What this means, for us space watchers, is that no matter how difficult it is NASA’s James Webb Space Telescope could have tried to convince us, the Carina Nebula does not look like warm, melted candy. Despite what the elementary school textbooks say, Venus is not a mustard yellow sphere.. And contrary to what the Hubble Space Telescope suggests, the Unfortunately, Veil Nebula is not an iridescent rainbow worm.. I could go on.
So every time I look at a picture of a realm beyond Earth, I know It is not colored, I look a little more than usual, and on Tuesday we were blessed with one of those wonders.
Here is the left side of the image below, taken by NASA’s Juno spacecraft. It’s roughly what the surface of Jupiter would look like if we could somehow gape at it like we admire the moon. king of the solar systemOf course.

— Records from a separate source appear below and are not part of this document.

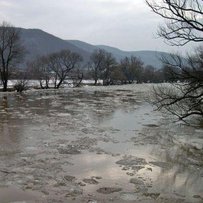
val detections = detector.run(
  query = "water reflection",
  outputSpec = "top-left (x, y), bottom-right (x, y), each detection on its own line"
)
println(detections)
top-left (0, 87), bottom-right (203, 201)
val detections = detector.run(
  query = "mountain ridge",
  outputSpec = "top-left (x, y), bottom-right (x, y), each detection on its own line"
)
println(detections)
top-left (18, 28), bottom-right (169, 68)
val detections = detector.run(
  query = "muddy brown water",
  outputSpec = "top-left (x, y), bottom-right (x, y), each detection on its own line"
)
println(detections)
top-left (0, 85), bottom-right (203, 203)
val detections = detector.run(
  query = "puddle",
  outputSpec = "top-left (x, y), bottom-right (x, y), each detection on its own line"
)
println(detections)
top-left (0, 85), bottom-right (203, 203)
top-left (0, 187), bottom-right (42, 203)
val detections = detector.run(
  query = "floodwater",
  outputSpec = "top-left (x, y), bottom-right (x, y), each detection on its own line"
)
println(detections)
top-left (0, 85), bottom-right (203, 203)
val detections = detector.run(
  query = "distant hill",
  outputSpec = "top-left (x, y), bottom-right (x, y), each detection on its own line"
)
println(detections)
top-left (20, 28), bottom-right (89, 65)
top-left (67, 40), bottom-right (169, 68)
top-left (19, 28), bottom-right (171, 68)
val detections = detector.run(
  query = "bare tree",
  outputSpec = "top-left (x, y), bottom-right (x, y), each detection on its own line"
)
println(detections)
top-left (102, 52), bottom-right (118, 85)
top-left (28, 56), bottom-right (52, 89)
top-left (88, 49), bottom-right (106, 85)
top-left (154, 47), bottom-right (203, 122)
top-left (146, 0), bottom-right (203, 46)
top-left (146, 0), bottom-right (203, 121)
top-left (120, 56), bottom-right (143, 83)
top-left (0, 22), bottom-right (25, 91)
top-left (48, 50), bottom-right (82, 89)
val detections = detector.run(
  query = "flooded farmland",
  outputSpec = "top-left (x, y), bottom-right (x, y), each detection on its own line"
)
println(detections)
top-left (0, 85), bottom-right (203, 203)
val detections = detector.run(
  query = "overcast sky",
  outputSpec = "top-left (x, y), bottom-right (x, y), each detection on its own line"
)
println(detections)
top-left (0, 0), bottom-right (195, 51)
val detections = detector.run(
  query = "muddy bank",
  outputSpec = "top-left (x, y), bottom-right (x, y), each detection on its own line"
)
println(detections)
top-left (0, 85), bottom-right (203, 203)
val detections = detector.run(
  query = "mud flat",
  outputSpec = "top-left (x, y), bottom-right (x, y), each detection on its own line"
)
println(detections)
top-left (0, 85), bottom-right (203, 203)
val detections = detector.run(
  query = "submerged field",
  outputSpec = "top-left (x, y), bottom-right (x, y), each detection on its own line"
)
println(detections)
top-left (0, 85), bottom-right (203, 203)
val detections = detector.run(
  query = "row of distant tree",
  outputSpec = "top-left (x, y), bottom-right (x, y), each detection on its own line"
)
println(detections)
top-left (25, 49), bottom-right (181, 89)
top-left (0, 22), bottom-right (184, 91)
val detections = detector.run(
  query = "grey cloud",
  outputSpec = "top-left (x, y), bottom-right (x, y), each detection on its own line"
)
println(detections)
top-left (0, 0), bottom-right (193, 50)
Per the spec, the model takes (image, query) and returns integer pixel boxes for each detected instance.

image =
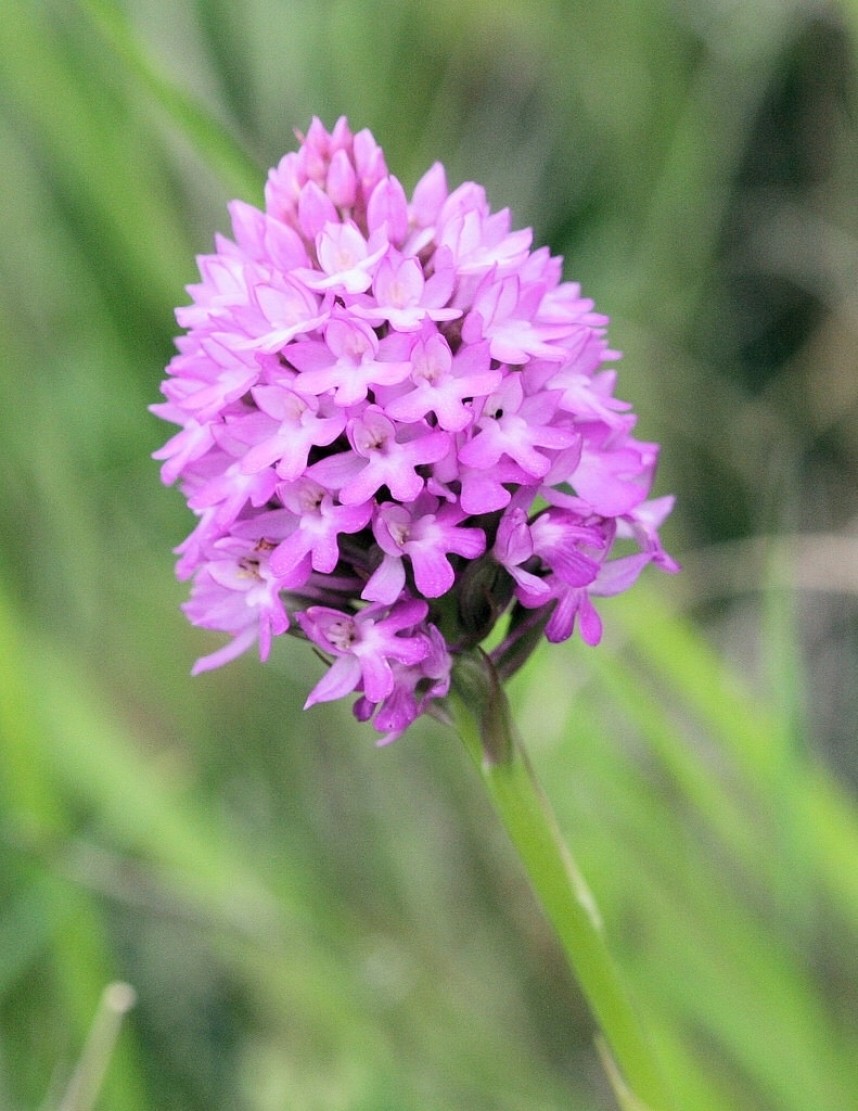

Can’t help but look to the right side? same. But be careful. That’s one of those suspicious processed images. Has higher color saturation and contrast to sharpen small-scale Jovian features, NASA said in a statement. This manipulation was important to reduce noise or other artifacts in the portrait, the agency explains.
“This clearly reveals some of the most intriguing aspects of Jupiter’s atmosphere,” NASA said, “including the variation in color that results from the different chemical composition, the three-dimensional nature of Jupiter’s swirling vortices, and the small, bright clouds.” ’emergents’ that form high in the atmosphere.”
Of course, this version of Jupiter’s marbled skin is certainly more visually striking, but consider how the left side is our reality. In space, there is an orb made of swirling gas that can hold more than 1,300 Earths inside. And… it probably looks like this?
Our latest special lens on Jupiter is thanks to citizen scientist Björn Jónsson, who collected and compiled publicly available data taken with NASA’s Juno mission. Juno is a spaceship that spans the width of a basketball court and makes long circular orbits around the reddish-brown world as it captures information and images about its planetary muse.
Since its launch from Earth in 2011, Juno has been a force.
has returned a amazing photo album of images of Jupiter, ranging from watercolor vortices colored in blue and opal, to a magnificent view in pink tones of the jovian atmosphere and still more subdued, more realistic images of its layers.
Also, on April 9, Juno reached its point of closest approach to Jupitersurpassing 2,050 miles (3,300 kilometers) above the planet’s clouds, paving the way for this type of stop-motion film.
Regarding the new image of the gas giant revealed by Jónsson, Juno was about 3,300 miles (5,300 kilometers) above the clouds of Jupiter at a latitude of about 50 degrees. “At the time, the spacecraft was traveling at about 130,000 mph (209,000 kilometers per hour) relative to the planet,” NASA said.
Yet another win for Juno and yet another introspective space treasure for us.
It’s things like this that provoke a kind of strange feeling in me, a mixture of existential fear, awe, silence. They are reminders of our small, but remarkably smart, view of the universe.